For many, a Modi victory will be good for business. Economic growth is something Indians crave, particularly young people who are hungry for jobs. India is notorious for its stringent labour laws, and capital expenditure has plunged in the last two years. In Gujarat, where Modi has been chief minister since 2001, the Industrial Disputes Act was amended to allow Special Economic Zones (SEZs) to lay off workers with one month’s notice, and without needing government permission. Because of this, Gujarat saw 60 per cent growth in manufacturing employment between 2000 and 2012. If other Indian states copied Gujarat’s flexible labour laws, argues a report by Goldman Sachs, 110 million jobs could be created over the next ten years, more than forecast in the US, China, Russia and Brazil combined.
Over the decades, Indian politics has morphed into a “divide and rule” strategy, where the creation of “vote banks” based on different religious and ideological affiliations has, unfortunately, become the norm. For me, a successful India would be one that focuses on inclusion, rather than exclusion, especially when it comes to women.

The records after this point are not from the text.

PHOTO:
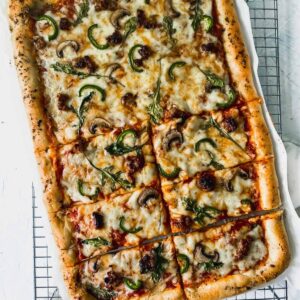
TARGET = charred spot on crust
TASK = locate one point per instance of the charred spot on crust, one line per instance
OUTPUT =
(65, 24)
(206, 181)
(230, 124)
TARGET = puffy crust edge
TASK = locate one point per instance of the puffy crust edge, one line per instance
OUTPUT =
(268, 185)
(277, 261)
(28, 72)
(235, 50)
(260, 134)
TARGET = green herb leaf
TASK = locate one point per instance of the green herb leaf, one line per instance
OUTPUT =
(168, 26)
(161, 263)
(96, 242)
(83, 12)
(130, 27)
(100, 293)
(154, 109)
(196, 16)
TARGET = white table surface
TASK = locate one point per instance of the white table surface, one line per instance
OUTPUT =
(17, 171)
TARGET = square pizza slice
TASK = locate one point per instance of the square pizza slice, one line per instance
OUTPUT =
(212, 196)
(116, 162)
(147, 272)
(87, 230)
(230, 259)
(223, 139)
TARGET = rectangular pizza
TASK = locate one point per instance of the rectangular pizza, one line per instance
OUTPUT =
(157, 166)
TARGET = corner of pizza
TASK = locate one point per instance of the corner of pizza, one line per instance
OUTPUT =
(156, 162)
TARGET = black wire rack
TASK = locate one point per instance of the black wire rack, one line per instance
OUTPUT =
(264, 20)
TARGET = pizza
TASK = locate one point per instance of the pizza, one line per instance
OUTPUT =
(156, 162)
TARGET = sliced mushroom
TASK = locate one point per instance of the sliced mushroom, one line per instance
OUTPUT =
(62, 46)
(201, 255)
(117, 15)
(171, 8)
(172, 136)
(99, 125)
(146, 195)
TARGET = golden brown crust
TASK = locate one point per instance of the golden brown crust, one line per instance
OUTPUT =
(25, 61)
(235, 50)
(52, 194)
(268, 185)
(260, 134)
(277, 261)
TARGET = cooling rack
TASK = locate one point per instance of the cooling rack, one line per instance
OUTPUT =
(264, 20)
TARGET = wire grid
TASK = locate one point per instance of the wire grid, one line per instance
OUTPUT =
(264, 19)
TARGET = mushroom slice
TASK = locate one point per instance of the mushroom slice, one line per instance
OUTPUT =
(172, 136)
(69, 43)
(146, 195)
(117, 15)
(99, 125)
(201, 255)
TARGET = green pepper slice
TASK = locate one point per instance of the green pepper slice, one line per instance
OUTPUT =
(214, 80)
(54, 25)
(131, 53)
(93, 40)
(185, 262)
(171, 175)
(207, 23)
(128, 230)
(135, 286)
(231, 97)
(93, 87)
(205, 140)
(177, 64)
(80, 186)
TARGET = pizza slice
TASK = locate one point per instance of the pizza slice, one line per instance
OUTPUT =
(147, 272)
(232, 258)
(84, 231)
(113, 163)
(212, 196)
(220, 140)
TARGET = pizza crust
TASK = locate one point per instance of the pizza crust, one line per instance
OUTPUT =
(260, 134)
(277, 261)
(235, 50)
(28, 71)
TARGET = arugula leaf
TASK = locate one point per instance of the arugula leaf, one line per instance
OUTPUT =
(154, 109)
(83, 12)
(200, 212)
(100, 293)
(196, 16)
(96, 242)
(160, 265)
(168, 26)
(114, 178)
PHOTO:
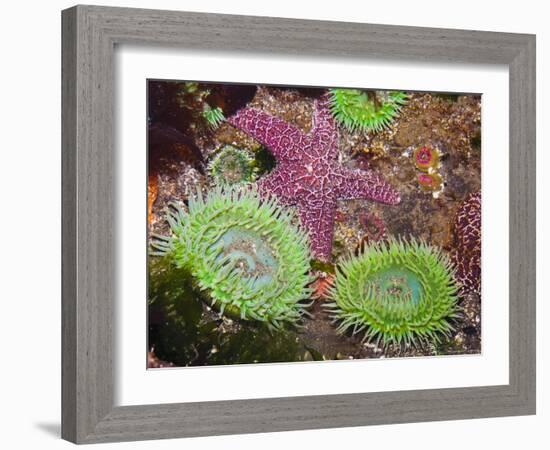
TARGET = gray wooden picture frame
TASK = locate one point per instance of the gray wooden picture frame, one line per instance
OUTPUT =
(90, 35)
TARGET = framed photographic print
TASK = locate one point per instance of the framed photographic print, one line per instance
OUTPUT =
(268, 222)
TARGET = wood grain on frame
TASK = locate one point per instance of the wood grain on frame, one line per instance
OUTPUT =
(89, 36)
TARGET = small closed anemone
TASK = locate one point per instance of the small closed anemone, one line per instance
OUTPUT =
(401, 293)
(232, 166)
(213, 116)
(244, 252)
(360, 110)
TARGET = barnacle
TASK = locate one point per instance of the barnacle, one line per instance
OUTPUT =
(232, 165)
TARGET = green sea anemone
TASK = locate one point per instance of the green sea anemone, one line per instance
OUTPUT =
(396, 292)
(232, 166)
(365, 110)
(244, 252)
(213, 116)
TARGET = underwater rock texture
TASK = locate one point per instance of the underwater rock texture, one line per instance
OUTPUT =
(185, 331)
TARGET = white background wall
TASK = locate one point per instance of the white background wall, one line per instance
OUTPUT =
(30, 223)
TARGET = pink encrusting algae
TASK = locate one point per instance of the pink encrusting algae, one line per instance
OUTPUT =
(308, 174)
(466, 255)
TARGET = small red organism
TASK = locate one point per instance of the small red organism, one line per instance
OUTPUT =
(466, 254)
(322, 285)
(426, 158)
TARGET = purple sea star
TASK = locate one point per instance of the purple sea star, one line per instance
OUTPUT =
(308, 174)
(466, 254)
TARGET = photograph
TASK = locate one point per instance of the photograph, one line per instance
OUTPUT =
(292, 224)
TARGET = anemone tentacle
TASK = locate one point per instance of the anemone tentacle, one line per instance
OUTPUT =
(396, 292)
(364, 111)
(245, 252)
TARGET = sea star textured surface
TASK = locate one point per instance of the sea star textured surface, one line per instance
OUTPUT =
(308, 174)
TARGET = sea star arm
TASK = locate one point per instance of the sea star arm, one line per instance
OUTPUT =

The participation of young people in politics, particularly young women, needs to take place in an environment where women are respected. Sadly, India is still a country where the birth of a daughter provokes the comment, “Try for a son next time.” It is also a country where it is difficult to walk down the street, as an unaccompanied woman, without feeling threatened by a loitering group of men. Delhi remains the rape capital of the world. And although they are illegal, child marriage and dowry persist. Modi was himself forced into an arranged marriage as a child, later leaving his wife to embark on a political career. This decision has now raised questions about his loyalty.
I call my grandfather, who is recovering from an eye operation. “Do you think there should be more quotas to encourage Indian women to go into politics?” I ask. “Enough with these quotas!” he responds. “All communities in India should be equal. There should be no special privileges for women, and for minorities, for the sake of vote banks.”
I’m not surprised by his egalitarianism. As his oldest grandchild, I’ve been treated no differently from the male members of our family. “The way to get into politics, like anything else, is through groundwork,” he continues, warming to his theme. “Look at Modi. He gave public lectures in villages for 27 years before becoming chief minister. Don’t worry child, I have high hopes for you.If you become prime minister of India one day, I can die a happy man.”
I realise as he says this, however, that entering Indian politics, let alone aspiring to high office, would require spending many years, indeed decades, getting to know this vast country of more than a billion people. And a woman whose name isn’t Gandhi would have to work especially hard to be accepted. Though roughly 250 million women will vote in this election, only three out of 28 states have female chief ministers. But the daunting reality of the world’s largest democracy should not act as a deterrent. After all, why shouldn’t I try to make my grandfather a happy man?